Was ist Transgressive fiction? Ein bei uns recht unbekanntes Genre. Aber sieht man sich einige der Autoren an, die unter diesem Begriff zusammengefasst werden, dann alle Achtung.

Als Autor bin ich kein großer Fan von Genregrenzen. Beim schreiben denke ich nicht daran, welches Genre die Geschichte sein wird oder werden soll. Das ergibt sich meist von ganz alleine oder, genauer gesagt, es ergibt sich durch die Mischung aus Figuren, Handlung und Setting. Manchmal gibt es schon eine ungefähre Vorstellung, welche Art von Geschichte es werden soll, also ob es eher in eine ernste oder eine humoristische Richtung gehen soll, aber mehr nicht.
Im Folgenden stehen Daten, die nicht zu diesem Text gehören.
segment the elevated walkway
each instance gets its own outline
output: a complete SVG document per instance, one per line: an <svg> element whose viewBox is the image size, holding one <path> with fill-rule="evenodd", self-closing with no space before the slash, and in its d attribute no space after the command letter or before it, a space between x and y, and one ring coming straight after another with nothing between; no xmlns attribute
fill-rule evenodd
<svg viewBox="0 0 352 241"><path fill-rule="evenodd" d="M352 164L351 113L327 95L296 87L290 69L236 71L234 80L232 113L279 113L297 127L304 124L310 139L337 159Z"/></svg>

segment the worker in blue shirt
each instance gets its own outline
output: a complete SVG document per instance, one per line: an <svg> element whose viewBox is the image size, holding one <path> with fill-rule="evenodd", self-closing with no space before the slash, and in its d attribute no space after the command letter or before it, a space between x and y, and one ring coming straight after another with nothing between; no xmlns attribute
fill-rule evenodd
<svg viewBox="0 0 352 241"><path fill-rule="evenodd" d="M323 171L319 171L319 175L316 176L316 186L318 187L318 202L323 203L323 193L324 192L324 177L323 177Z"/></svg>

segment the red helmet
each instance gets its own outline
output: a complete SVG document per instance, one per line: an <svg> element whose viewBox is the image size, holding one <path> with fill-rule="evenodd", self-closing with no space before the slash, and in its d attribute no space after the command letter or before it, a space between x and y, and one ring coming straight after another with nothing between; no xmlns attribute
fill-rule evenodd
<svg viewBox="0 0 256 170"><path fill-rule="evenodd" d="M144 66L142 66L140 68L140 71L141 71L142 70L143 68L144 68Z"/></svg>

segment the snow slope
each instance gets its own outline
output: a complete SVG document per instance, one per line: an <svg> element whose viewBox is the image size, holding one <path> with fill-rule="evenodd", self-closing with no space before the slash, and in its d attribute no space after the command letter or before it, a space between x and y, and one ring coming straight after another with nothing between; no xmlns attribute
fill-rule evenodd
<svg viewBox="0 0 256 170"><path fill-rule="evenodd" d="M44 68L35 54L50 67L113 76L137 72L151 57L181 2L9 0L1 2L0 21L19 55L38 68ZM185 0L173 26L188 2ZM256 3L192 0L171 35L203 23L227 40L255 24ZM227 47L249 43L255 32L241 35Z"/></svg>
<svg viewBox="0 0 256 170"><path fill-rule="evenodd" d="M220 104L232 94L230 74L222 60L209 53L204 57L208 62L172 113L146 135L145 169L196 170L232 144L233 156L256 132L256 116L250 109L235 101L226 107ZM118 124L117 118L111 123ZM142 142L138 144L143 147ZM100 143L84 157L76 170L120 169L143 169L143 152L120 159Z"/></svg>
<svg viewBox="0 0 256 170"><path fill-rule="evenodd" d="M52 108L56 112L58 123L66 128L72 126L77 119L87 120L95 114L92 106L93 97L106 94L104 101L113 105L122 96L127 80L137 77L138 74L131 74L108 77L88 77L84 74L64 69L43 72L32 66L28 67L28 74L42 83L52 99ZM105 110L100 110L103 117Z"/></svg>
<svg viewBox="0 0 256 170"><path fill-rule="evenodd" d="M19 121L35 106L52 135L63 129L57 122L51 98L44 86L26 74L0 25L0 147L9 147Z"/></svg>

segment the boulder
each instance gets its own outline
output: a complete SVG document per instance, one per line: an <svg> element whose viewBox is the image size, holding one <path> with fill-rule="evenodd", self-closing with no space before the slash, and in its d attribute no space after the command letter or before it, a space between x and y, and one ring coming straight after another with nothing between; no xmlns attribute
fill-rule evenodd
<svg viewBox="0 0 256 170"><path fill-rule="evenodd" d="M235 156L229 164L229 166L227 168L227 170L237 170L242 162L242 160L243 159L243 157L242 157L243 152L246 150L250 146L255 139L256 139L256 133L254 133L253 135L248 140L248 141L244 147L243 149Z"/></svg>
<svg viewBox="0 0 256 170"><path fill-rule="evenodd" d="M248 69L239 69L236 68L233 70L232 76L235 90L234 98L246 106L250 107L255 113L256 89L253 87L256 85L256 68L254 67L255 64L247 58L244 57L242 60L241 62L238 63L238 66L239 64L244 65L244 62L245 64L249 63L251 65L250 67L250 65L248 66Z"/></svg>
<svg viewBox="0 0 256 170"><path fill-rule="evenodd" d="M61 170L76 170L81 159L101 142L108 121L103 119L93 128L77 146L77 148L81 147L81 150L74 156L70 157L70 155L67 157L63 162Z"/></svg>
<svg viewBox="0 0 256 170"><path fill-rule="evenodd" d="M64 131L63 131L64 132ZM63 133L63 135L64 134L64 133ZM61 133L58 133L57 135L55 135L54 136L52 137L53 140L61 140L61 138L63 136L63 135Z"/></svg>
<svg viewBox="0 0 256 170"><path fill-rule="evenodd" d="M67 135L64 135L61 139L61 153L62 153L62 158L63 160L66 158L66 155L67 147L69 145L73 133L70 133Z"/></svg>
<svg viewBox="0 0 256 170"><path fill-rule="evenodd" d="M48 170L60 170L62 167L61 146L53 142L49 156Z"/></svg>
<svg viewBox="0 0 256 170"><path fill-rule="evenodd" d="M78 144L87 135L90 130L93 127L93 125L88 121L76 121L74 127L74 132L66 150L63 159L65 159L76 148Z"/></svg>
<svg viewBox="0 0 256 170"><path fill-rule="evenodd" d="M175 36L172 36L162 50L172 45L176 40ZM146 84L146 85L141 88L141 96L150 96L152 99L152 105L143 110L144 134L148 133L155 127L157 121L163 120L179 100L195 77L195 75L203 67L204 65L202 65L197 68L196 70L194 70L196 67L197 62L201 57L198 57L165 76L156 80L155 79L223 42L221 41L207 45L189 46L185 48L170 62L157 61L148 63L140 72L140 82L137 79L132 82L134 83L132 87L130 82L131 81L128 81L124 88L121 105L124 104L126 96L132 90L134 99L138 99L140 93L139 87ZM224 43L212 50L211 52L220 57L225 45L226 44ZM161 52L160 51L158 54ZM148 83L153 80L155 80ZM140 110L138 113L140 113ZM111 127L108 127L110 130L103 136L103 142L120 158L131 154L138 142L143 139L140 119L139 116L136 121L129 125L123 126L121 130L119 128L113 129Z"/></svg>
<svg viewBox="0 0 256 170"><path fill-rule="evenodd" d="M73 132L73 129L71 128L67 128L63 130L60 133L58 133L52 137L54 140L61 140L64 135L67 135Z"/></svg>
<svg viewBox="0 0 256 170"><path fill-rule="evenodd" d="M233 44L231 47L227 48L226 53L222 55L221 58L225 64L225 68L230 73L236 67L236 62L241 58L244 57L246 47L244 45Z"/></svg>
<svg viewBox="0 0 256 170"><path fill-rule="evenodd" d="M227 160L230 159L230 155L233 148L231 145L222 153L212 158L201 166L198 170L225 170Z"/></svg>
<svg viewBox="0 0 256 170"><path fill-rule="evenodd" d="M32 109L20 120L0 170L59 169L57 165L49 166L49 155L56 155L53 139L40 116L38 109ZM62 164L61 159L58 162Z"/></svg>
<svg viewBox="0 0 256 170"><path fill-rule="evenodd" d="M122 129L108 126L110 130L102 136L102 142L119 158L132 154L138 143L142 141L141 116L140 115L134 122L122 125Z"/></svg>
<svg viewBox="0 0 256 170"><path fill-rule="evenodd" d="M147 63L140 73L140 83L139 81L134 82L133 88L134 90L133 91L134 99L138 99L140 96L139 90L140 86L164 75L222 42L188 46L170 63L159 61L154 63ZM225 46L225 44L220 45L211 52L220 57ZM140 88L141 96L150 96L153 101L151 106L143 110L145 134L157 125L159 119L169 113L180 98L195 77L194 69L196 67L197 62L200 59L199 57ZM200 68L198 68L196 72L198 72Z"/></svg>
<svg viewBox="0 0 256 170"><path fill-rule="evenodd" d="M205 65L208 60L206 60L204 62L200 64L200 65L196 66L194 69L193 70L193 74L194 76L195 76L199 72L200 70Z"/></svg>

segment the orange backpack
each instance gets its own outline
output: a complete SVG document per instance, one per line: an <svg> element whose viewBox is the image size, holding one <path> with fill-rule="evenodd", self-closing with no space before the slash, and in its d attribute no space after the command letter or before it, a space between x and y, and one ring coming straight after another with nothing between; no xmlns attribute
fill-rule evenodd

Als Leser verstehe ich jedoch die Bedeutung davon und wie wichtig Genres sind. Man kann und darf sie halt auch nicht vollends ignorieren. Für die Leser (und auch für den Verkauf) sind Genres einfach wichtig. Aber was, wenn man viele verschieden Genres mischt oder sich in keinem wirklich zu hundert Prozent zu Hause fühlt? Was, wenn es oft um düstere Charakterstudien geht, statt um Handlung? Was, wenn man eher eine Geschichte über den Ausbruch aus sozialen Normen und den gesellschaftlichen Erwartungen schreibt? Oder was, wenn die Protagonisten schlichtweg Wahnsinnige, Verbrecher, anti-soziale Nihilisten oder Anarchisten sind? Und was, wenn … und, und, und. Die Liste ließe sich noch lange fortsetzen.

In diesem Fall wird man jedoch im Genre Transgressive fiction fündig werden und sich zu Hause fühlen. Es ist ein Genre, das sich verstärkt mit Außenseitern, Randgruppen oder Verbrechern befasst. Es geht darin oft um Tabu-Themen wie Drogen, Sex, Gewalt, Verbrechen und extremeres. Wie diese Themen behandelt werden, variiert und man findet in diesem Genre eine ganze Vielzahl unterschiedlichster Autoren. Außerdem wird da auch bunt gemischt und wild hin- und hergesprungen zwischen (vorwiegend) Horror, Thriller, Crime, Sci-Fi und Satire.

Wahrscheinlich ist es auch nur bei diesem Genre möglich, dass literarische Schwergewichter wie Kafka, Dostojewski, Nabokov und Joyce neben (manchen zumindest zu Lebzeiten) als „trivial“ bezeichneten Autoren wie Jim Thompson, Stephen King, Philip K. Dick und Gillian Flynn in einem Atemzug genannt werden können. Aber auch Kult-Autoren wie Bukowski, Palahniuk, Kurt Vonnegut, J.G. Ballard und Hubert Selby Jr. finden hier Einzug.

Auch wenn es noch wie ein recht willkürlich und lose zusammengestückeltes Genre wirkt, ohne klare Definitionen (es erinnert dahingehend ein wenig an die Auteur-Theorie beim Film), und es im deutschsprachigen Raum eigentlich gar nicht wirklich existiert, empfinde ich es als ein überaus spannendes Genre. Viele meiner Lieblingsautoren zählen zu den Vertretern der Transgressive fiction.